Après plusieurs semaines de détention, les hautes personnalités saoudiennes, détenues à l’hôtel du Ritz-Carlton de Riyad dans le cadre de l’opération anti-corruption, ont été libérées.

Fait inédit, les autorités saoudiennes avaient arrêté, le 4 novembre, près de 200 personnalités publiques, dont 11 princes, 4 ministres en exercice, des dizaines d’anciens ministres et des hommes d’affaires dans le cadre d’une vaste campagne de lutte contre la corruption lancée par le puissant prince héritier Mohammed ben Salmane, 32 ans.

L’interpellation de ces hautes personnalités, qui étaient détenues dans le célèbre palace Ritz-Carlton de la capitale saoudienne fermé au public et transformé à l’occasion en « prison dorée », mais aussi dans d’autres lieux, avait suscité des inquiétudes sur la lutte du pouvoir au sein de la famille régnante.

Le gouvernement saoudien avait déclaré que les arrestations faisaient partie d’un grand projet visant à renforcer la transparence, la responsabilité et la bonne gouvernance et à lutter contre la corruption.

Selon le procureur général saoudien, Saoud Al-Mojab, le montant total des sommes détournées durant des décennies est estimé à plus de 375 milliards de riyals (100 milliards de dollars USD).

Outre le milliardaire Al-Walid bin Talal, les principales personnalités libérées sont le prince Mutaib bin Abdullah bin Abdulaziz, ex-ministre de la Garde nationale, ses deux frères, les princes Mishaal et Faisal, ainsi que le ministre d’Etat actuel, et ancien ministre des Finances, Ibrahim bin Abdulaziz bin Abdullah Al-Assaf.

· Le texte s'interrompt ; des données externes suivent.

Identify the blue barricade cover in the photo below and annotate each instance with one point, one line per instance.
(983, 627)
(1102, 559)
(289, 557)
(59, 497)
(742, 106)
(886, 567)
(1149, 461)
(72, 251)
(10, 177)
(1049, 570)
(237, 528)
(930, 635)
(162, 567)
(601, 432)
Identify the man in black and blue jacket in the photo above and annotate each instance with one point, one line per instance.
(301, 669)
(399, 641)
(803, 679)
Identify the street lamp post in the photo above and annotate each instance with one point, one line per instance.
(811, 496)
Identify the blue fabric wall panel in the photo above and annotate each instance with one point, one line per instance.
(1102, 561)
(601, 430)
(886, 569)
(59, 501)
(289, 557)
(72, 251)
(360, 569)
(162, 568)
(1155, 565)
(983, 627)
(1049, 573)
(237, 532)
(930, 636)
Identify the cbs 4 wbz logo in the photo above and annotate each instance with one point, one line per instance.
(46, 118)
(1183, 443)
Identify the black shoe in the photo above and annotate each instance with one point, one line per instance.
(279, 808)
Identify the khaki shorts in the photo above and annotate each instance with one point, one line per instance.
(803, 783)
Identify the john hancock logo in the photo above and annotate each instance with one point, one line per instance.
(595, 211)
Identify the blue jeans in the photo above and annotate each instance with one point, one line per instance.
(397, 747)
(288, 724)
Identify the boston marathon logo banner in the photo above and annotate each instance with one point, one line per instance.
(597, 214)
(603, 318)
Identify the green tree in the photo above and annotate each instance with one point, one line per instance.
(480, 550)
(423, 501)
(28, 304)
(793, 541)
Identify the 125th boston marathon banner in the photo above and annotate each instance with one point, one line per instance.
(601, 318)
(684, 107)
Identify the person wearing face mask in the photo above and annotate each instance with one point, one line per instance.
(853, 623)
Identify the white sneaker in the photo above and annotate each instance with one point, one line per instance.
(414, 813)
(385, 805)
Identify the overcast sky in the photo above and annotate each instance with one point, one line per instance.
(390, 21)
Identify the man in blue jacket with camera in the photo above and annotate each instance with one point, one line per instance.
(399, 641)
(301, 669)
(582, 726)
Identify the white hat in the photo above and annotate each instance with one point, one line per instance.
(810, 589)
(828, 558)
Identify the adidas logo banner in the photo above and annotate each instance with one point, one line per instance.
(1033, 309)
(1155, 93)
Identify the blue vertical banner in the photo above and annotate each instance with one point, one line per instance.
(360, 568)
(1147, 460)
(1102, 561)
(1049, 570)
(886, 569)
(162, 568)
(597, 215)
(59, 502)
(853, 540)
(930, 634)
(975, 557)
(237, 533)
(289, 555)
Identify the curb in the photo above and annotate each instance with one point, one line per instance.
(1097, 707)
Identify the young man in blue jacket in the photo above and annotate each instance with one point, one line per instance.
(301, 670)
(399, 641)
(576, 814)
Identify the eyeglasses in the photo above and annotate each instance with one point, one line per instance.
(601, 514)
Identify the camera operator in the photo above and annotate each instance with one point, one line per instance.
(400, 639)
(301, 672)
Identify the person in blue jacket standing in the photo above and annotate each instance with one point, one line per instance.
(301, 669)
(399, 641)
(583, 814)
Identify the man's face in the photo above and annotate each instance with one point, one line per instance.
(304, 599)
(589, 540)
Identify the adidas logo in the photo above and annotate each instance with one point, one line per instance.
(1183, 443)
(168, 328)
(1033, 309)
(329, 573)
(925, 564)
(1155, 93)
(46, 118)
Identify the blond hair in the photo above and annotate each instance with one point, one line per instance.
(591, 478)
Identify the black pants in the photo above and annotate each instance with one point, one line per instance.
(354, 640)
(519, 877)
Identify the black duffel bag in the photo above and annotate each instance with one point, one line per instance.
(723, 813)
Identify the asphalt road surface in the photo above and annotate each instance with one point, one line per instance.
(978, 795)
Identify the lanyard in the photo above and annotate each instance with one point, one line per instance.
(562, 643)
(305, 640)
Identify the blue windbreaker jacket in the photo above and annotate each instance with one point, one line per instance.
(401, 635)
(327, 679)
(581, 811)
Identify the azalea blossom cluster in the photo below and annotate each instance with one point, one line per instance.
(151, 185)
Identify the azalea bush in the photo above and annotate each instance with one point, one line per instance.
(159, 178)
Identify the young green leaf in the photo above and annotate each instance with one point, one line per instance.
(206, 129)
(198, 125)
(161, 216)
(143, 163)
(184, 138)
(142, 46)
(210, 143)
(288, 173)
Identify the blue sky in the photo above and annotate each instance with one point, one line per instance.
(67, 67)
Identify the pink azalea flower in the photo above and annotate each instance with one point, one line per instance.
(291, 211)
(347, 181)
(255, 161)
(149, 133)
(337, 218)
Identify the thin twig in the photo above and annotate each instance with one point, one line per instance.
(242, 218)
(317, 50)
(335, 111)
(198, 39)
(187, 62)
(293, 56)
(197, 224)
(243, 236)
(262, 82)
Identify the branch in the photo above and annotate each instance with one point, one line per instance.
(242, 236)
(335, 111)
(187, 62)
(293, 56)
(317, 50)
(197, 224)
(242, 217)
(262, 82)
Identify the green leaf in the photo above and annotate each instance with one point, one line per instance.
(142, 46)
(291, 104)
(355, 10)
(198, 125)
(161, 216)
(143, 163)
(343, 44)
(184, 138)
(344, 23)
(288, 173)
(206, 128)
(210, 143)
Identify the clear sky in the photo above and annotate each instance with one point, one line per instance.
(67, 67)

Le procureur général précisé que les accords conclus avec certains suspects allaient permettre aux autorités de récupérer plus de 400 milliards de riyals (107 milliards de dollars), remboursés sous forme d’avoirs immobiliers, commerciaux, en titres et en espèces.

Le plus médiatisé d’entre eux, le prince Al-Walid ben Talal, 62 ans, cousin du prince héritier, a été libéré samedi après avoir conclu un « arrangement » avec les autorités dont la teneur n’a pas été divulguée. Il fait partie des plus grandes fortunes mondiales.

Le procureur a indiqué que tous les individus pour lesquels les accusations n’étaient « pas suffisamment fondées » et qui ont conclu des accords avec les autorités après qu’ils ont « admis les accusations de corruption » contre eux, ont été libérés.

Toutefois, 56 personnes resteront en détention car ils seraient impliquées dans « d’autres dossiers criminels en cours », et afin de « poursuivre le processus d’enquête ».